Northwestern Elementary School Principal Ron Owings hates that part of the law.
“If you know me, you know I’m absolutely not a fan of retention,” he said. “I helped fight the Department of Education on this to no avail.”
Richards said Taylor Primary would never consider retaining students based on one test if the law didn’t require them to.
“We don’t have that local control,” Richards said.
She’s not even sure the test will be a good measure of whether her students can read. Richards said there are other tools that give “far more intricate” information than one, 40-question standardized test.
Like it or not, though, the test is coming, and local educators are doing their best to prepare students.
Western Primary School Principal Heather Hendrich said her teachers are trying to think of “everything under the moon” to help their students.
They’ve implemented a 90-minute reading block and have small-group reading time. An aide also comes in to help students with phonics.
Her students took mock IREAD tests, too.
“They did pretty well,” Hendrich said. “They think they’re prepared. We’re feeling confident about it.”
Several districts are targeting parents of students who are at risk of failing the exam.
Richards said she’s asked those parents to work with their children more.
“It’s crunch time,” she said. “Just reading 15 minutes a night with your child isn’t going to cut it.”
Quinton said teachers in Kokomo are sending packets of information containing a book and a corresponding worksheet to parents of at-risk students.
“It’s practice that makes sense,” Quinton said.
Eastern Elementary School has paid to train two teachers in reading recovery, at a cost of $20,000, Caddell said. The teachers take the lowest-level readers in each class and give them “intense” remediation.

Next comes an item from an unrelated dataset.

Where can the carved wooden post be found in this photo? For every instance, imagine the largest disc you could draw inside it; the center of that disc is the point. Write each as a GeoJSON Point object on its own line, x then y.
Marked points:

The school is also using technology to try to boost literacy. Caddell announced recently that Eastern Elementary will issue iPads to all kindergartners next year. The tablets will be filled with children’s books and applications that help teach reading skills.
Caddell said he can’t wait to see the results of the IREAD-3 test, which will be released the first week in April.

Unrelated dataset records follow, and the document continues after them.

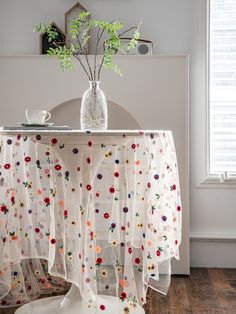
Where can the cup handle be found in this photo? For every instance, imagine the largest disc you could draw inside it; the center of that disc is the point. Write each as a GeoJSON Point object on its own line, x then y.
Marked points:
{"type": "Point", "coordinates": [48, 116]}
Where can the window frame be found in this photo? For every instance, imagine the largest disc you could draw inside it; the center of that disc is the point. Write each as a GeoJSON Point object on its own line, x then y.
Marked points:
{"type": "Point", "coordinates": [207, 179]}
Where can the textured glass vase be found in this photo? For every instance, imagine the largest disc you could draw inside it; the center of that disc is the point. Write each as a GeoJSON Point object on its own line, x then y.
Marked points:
{"type": "Point", "coordinates": [93, 115]}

“I want to see if our reading strategies are working,” he said. “I think we’re going to do really well.”
Owings said he has no idea how his students will fare on the exam.
He said none of them seemed to struggle with the practice test they took, so he hopes that’s a good sign.

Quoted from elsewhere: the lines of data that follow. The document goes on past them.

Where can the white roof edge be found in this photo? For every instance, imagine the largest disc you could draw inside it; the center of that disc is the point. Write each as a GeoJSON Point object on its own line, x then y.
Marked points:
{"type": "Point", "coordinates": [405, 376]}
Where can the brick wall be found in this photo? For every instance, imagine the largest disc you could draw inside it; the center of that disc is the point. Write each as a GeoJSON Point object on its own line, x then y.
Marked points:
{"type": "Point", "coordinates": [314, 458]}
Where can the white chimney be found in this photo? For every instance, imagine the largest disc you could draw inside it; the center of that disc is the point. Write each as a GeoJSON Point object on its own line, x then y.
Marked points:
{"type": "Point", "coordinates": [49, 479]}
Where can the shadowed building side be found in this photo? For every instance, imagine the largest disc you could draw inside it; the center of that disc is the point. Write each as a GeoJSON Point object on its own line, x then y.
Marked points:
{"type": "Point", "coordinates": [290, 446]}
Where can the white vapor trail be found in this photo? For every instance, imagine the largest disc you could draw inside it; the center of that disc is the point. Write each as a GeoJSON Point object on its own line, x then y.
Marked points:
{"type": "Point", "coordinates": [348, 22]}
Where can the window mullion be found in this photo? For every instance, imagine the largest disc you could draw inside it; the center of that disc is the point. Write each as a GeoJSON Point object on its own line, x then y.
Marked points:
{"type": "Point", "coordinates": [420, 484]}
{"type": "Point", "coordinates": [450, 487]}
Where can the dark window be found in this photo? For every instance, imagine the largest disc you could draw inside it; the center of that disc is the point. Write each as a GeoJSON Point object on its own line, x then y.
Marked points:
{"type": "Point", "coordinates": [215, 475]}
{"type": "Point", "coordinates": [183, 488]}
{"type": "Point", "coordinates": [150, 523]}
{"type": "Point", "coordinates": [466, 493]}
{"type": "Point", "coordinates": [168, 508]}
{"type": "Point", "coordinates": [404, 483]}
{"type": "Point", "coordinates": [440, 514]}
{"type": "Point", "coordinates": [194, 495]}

“But even if one person fails, that hurts,” he said.
What schools will do once the results come in is still unclear.
Most districts are planning summer remediation sessions to prepare students who fail to take the second test. They don’t know what that will look like, though, because they don’t know how many students will fail.
Owings said he doesn’t know how the remediation will be funded, either.
“The cure is intense remediation, but the state is not funding that,” Owings said. “We’ll have to get creative. Our budget is already bare bones.”
Third-grader Malori Nichols hopes she doesn’t have to worry about remediation. She wants to pass the first time, she said.
“I’m just ready to go to the fourth grade,” she said.